Open vegarden opened 1 year ago
This happens for me as well. 1.4.4 worked fine, 2.0.0 misses the longest match!
This is indeed a bug introduced by a previous fix for iter_long
missing legitimate short matches.
I attempt a fix #186 and add more test cases, but cross my fingers for not introducing more bugs. Can someone help review the pr? @pombredanne
Meanwhile it would be nice if anyone can test my branch and report success/bugs.
The idea is before you fail over to the suffix node, perform a check to see whether there is possibly longer match ahead the current node. If there is a longer match, we should give up the suffix failover.
ehhh, it does not fully work, since it's not enough to just look ahead one step. You need to look ahead all possible longer matches before deciding whether to fail over. Efficiency-wise that's not acceptable. Give me some time to think it over, I hope it does not require a overhaul to fully resolve this bug.

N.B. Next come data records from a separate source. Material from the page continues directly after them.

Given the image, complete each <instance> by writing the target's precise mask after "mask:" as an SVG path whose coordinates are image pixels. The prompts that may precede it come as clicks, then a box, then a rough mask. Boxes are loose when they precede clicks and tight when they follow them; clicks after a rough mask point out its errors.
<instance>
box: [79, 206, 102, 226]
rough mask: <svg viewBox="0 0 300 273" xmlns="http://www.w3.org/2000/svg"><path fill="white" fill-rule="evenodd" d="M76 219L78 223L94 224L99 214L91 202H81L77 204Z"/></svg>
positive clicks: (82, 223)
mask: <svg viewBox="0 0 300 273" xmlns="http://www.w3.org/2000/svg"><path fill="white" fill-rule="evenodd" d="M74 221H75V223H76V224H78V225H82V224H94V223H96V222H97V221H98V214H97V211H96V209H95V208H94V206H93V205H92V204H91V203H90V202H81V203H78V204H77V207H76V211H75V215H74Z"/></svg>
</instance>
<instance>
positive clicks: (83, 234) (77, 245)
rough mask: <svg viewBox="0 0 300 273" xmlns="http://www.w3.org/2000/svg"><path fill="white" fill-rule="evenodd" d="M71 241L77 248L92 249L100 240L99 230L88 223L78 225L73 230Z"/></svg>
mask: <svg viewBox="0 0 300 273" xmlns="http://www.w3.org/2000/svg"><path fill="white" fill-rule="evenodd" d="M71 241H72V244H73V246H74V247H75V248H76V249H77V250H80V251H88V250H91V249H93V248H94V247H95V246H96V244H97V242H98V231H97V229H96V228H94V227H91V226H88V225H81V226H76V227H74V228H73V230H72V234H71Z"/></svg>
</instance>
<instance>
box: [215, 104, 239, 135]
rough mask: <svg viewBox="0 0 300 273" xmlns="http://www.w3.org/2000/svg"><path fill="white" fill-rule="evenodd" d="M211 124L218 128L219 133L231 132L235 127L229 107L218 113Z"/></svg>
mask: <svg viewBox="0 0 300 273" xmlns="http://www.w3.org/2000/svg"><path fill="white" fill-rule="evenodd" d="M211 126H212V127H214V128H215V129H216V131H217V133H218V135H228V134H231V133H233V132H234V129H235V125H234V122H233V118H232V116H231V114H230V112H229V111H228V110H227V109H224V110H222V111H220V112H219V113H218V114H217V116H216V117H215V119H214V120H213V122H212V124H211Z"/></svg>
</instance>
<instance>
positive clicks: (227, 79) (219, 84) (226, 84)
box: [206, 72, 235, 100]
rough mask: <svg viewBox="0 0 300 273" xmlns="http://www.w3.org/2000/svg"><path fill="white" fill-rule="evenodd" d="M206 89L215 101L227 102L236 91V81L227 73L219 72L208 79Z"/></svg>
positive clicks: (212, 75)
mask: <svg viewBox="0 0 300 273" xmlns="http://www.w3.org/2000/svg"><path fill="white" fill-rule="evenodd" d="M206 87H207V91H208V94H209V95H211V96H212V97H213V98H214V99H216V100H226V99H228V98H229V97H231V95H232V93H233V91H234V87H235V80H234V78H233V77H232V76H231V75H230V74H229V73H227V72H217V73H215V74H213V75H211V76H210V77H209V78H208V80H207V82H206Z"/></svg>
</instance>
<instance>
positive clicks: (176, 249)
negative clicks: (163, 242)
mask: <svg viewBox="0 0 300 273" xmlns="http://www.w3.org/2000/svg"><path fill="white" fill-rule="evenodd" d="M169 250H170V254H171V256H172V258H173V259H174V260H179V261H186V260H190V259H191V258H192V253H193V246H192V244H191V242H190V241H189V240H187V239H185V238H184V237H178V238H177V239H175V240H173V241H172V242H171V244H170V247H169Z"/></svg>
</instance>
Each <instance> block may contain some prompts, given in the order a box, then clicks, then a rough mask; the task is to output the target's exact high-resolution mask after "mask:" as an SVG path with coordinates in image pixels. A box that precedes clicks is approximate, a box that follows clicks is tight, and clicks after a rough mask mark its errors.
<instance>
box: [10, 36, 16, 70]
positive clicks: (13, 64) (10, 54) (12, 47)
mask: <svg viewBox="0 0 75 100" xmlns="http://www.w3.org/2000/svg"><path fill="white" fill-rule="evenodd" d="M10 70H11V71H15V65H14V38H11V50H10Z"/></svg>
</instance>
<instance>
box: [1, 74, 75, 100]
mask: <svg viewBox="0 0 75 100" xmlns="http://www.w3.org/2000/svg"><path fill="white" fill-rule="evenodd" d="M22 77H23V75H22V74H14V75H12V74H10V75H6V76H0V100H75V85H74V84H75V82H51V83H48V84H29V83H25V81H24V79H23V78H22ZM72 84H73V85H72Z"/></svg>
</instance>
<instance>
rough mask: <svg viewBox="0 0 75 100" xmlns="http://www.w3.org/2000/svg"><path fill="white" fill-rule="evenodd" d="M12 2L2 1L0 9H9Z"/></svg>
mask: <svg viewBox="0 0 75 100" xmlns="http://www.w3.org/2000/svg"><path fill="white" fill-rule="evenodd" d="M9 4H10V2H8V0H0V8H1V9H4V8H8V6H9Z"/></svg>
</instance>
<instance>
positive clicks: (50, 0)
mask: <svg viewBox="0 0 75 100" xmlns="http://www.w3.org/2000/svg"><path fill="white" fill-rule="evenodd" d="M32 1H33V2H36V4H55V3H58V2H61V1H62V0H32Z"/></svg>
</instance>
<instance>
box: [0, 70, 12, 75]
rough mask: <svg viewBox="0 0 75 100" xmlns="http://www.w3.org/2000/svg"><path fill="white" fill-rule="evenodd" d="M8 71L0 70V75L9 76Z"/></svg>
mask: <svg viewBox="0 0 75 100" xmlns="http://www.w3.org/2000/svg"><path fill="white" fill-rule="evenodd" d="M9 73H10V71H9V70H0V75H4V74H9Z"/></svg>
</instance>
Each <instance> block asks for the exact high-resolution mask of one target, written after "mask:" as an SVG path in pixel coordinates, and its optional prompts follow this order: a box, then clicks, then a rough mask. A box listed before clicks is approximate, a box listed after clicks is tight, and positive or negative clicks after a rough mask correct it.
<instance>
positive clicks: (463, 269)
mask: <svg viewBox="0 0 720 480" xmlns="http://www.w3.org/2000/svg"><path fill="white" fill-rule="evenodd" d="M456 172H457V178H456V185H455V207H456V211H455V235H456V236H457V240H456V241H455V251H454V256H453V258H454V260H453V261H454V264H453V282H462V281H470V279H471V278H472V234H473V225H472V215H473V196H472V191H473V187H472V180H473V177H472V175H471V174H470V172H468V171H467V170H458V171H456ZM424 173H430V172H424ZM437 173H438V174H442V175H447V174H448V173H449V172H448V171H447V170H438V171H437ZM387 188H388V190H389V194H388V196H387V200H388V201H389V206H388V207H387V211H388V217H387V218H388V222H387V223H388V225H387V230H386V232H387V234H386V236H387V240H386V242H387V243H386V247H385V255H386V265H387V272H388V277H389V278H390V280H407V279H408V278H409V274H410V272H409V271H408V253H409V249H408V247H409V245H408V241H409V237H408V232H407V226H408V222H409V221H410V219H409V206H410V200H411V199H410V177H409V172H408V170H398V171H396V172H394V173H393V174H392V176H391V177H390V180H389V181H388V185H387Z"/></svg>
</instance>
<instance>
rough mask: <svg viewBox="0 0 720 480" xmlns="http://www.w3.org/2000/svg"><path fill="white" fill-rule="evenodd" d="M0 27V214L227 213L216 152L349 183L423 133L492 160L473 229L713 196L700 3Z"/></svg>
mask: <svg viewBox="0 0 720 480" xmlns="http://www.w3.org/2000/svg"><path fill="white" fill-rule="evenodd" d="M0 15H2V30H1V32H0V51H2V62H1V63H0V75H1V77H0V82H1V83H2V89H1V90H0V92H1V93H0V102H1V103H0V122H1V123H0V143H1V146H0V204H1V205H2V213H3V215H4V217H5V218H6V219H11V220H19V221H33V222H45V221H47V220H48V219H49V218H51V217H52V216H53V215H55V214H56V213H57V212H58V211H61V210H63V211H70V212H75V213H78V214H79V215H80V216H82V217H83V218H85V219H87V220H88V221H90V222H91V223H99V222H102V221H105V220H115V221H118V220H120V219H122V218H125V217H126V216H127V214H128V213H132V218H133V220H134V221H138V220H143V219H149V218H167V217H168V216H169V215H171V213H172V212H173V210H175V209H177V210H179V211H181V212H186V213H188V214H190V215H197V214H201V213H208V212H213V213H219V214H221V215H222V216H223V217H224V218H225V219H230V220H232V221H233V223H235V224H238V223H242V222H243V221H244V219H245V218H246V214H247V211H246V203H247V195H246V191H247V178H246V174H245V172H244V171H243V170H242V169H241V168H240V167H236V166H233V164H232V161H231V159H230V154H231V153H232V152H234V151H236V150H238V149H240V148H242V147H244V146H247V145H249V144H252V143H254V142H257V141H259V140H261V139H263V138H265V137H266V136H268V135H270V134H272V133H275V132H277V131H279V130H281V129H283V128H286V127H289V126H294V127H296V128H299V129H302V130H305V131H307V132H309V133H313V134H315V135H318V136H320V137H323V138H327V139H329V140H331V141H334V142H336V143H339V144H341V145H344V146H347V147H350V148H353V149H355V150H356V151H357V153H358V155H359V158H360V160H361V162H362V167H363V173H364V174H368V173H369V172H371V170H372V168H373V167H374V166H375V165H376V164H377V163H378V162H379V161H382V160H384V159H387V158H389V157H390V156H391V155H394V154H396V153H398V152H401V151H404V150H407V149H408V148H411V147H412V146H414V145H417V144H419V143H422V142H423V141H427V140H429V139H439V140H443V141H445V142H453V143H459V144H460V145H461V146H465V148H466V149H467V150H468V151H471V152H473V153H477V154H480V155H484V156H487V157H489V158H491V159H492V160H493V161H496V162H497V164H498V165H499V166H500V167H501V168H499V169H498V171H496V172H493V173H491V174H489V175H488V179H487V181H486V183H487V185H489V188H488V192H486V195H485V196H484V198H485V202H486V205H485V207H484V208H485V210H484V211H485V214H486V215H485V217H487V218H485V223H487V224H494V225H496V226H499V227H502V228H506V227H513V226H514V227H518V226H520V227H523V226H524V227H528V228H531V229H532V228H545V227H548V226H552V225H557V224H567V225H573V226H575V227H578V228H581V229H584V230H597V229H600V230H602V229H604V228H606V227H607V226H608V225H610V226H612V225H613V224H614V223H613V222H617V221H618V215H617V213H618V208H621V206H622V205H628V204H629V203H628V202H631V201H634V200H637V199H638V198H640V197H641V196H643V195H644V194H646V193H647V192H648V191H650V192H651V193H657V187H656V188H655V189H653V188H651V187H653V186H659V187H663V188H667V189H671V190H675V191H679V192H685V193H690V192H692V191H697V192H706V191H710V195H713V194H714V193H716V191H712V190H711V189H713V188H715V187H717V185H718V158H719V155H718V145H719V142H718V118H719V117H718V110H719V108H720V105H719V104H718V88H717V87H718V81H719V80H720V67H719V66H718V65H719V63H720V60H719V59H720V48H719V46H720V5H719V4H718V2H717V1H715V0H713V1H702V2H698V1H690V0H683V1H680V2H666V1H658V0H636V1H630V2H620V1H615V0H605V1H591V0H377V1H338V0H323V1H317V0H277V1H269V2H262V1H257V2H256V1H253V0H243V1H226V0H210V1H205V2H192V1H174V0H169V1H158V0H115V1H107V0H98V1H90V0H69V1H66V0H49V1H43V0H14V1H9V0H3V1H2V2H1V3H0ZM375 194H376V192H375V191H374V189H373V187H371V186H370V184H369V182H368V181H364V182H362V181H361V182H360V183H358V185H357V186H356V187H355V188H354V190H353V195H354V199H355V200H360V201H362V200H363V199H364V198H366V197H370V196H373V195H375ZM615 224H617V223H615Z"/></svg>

Note that in case of two partially overlapping strings it can't return the longest match, but the first match. @pombredanne mind to review?
Anyone tested this fix?
Just tested https://github.com/WojciechMula/pyahocorasick/pull/187, looks like it's working for me from this branch:
import ahocorasick
source_text = b'zzabcabdzz'
A = ahocorasick.Automaton()
for k in [b'ab', b'abcabd']:
A.add_word(k, k)
A.make_automaton()
list(A.iter_long(source_text))
Returns [(7, b'abcabd')]
But I get this test failure with make valgrind
:
___________________ MemoryUsageDoesNotGrow.test_memory_usage_does_not_grow ___________________
self = <test_issue_9.MemoryUsageDoesNotGrow testMethod=test_memory_usage_does_not_grow>
def test_memory_usage_does_not_grow(self):
ac = build_automaton()
here = Path(__file__).parent
with open(here.parent / 'README.rst') as f:
data = f.read()[:1024 * 2]
data = conv(data)
before = get_memory_usage()
for _ in range(1000):
for start in range(0, len(data) - 20):
ac.iter(data, start)
after = get_memory_usage()
> assert before == after
E assert 300244.0 == 300964.0
tests/test_issue_9.py:64: AssertionError
================================== short test summary info ===================================
FAILED tests/test_issue_9.py::MemoryUsageDoesNotGrow::test_memory_usage_does_not_grow - assert 300244.0 == 300964.0
Tests are passing otherwise: https://github.com/AyanSinhaMahapatra/pyahocorasick/actions/runs/8371293380/job/22920079498
@robinchm your fix in #187 works but seems to cause a leak.
After fix #174 which is discussed in #133. I found the code below
matches [(6, 'ab')], but it matches [(7, 'abcabd')] in version 1.4.4. The behavior before seems to be right in this situation.